Presenting: Ultrasound-based printing of 3D materials—potentially inside the body

A new approach to three-dimensional (3D) printing uses ultrasound waves to create objects from sonically cured inks. The approach enables volumetric 3D printing even in opaque media or at deep penetration depths, including, potentially, inside the body. 3D printing technologies are poised to revolutionize manufacturing processes for a wide range of applications. Volumetric printing, an emerging 3D printing technique, can build objects faster and with better surface quality than printing methods that build objects layer-by-layer. Most existing volumetric printing techniques rely on light to trigger photopolymerization in optically transparent inks. However, light scattering by the inks themselves, the presence of functional additives within the inks, and light-blocking by already cured portions of the build limit the material choices and the build sizes feasible, particularly in configurations that require deep light penetration. Compared to light waves, ultrasound waves can penetrate much deeper into materials and can, in principle, be used to trigger polymerization. Here, Xiao Kuang and colleagues present a new approach to volumetric printing they call deep-penetrating acoustic volumetric printing (DAVP), which uses focused ultrasound waves and “sono-ink.” The sono-ink the authors developed overcomes key challenges of acoustic volumetric printing by using a thermally responsive adaptive acoustic absorber to form a viscous gel that prevents streaming flow while simultaneously initiating a heat-triggered polymerization.
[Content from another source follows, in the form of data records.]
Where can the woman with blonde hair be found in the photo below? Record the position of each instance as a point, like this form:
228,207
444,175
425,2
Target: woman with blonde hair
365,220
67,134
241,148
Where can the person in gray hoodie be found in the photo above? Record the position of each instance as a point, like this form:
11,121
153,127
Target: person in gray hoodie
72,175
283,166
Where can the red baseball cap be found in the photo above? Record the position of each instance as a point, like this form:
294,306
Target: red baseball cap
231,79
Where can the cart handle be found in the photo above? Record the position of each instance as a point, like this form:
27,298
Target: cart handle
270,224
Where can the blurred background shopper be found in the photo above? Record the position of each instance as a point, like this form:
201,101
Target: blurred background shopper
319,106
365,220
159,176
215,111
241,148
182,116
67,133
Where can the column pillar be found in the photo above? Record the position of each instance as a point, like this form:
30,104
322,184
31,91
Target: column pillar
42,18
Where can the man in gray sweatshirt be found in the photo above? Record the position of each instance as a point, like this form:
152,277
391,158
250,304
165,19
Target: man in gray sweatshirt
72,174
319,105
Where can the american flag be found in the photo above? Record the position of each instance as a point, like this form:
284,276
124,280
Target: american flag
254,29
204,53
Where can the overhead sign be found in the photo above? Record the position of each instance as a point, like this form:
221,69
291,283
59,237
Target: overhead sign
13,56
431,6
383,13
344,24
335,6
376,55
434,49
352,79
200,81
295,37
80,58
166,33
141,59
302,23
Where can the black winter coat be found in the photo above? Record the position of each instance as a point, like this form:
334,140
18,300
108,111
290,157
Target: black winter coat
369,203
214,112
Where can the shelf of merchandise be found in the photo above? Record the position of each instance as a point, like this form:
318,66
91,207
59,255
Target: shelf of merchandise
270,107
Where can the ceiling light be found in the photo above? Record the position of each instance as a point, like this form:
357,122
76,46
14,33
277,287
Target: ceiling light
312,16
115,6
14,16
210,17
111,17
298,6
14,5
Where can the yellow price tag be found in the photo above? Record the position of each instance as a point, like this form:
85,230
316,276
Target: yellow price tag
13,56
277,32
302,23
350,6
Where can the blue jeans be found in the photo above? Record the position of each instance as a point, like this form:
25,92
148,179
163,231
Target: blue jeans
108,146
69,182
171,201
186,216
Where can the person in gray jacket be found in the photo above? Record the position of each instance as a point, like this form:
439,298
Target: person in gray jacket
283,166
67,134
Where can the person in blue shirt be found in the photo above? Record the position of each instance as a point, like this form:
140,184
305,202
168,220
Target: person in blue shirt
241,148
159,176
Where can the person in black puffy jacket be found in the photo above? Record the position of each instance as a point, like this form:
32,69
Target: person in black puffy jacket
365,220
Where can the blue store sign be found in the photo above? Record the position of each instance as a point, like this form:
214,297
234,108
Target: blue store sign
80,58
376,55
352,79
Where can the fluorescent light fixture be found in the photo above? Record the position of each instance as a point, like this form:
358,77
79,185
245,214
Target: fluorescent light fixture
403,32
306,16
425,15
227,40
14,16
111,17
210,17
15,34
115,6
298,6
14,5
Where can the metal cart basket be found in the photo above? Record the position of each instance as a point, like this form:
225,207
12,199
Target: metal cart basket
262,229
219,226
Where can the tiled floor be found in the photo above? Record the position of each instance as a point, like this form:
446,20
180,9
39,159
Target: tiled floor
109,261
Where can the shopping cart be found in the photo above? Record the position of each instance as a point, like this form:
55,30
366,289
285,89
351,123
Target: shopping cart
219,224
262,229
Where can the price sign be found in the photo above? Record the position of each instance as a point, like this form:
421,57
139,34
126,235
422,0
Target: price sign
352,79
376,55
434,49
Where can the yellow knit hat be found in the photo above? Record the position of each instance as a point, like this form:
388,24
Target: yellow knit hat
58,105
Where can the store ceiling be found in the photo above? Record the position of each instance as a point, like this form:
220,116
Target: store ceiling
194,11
In tests, DVAP allowed the authors to print objects quickly from various nanocomposite materials at a millimeter scale – and several centimeters deep in opaque media. As a proof of concept, Kuang et al. applied DAVP to high-speed, high-resolution through-tissue manufacturing and minimally invasive medicine. Through experiments in ex vivo tissues infused with sono-ink, the authors demonstrate the in situ fabrication of artificial bone and of a left atrial appendage closure. In a related Perspective, Yuxing Yao and Mikhail Shapiro discuss the DAVP approach, its limitations, and its potential uses, including minimally invasive medical procedures. “It is conceivable that the running shoes of the future could be printed with the same acoustic method that repairs bones,” Yao and Shapiro write.